Pursuant to a settlement agreement among us, Abbott, and Hospira, Hospira was granted an exclusive one-year option to negotiate a licensing agreement to produce and market our Patient SafeŽ syringe for certain uses. This option expired unexercised in July 2011. In exchange for the option, Hospira paid us $2 million per quarter for four quarters, for a total of $8 million.
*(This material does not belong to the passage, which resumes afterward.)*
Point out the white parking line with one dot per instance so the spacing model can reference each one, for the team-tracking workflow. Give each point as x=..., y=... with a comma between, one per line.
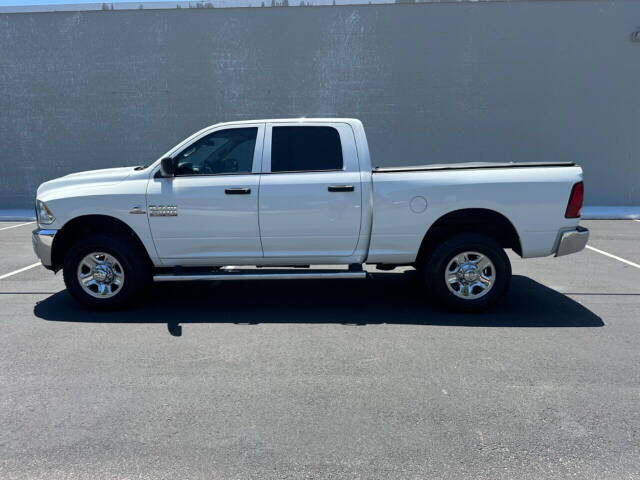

We have received the total $8 million, including the final payment in the third quarter of 2011. As part of the settlement, in the third quarter of 2010, Hospira paid us $6.0 million and forgave a marketing fee of $1.4 million. The settlement was reduced by an outstanding invoice due to us in the amount of $144 thousand.

CAPITAL RESOURCES

In 2011, we purchased molding machines to expand our in-house molding capability and further reduce costs. Financing was completed in the second quarter of 2011 for three molding machines in the amount of $327,725. The purchase and financing for a fourth molding machine for $207,260 is expected to be completed in the fourth quarter of 2011.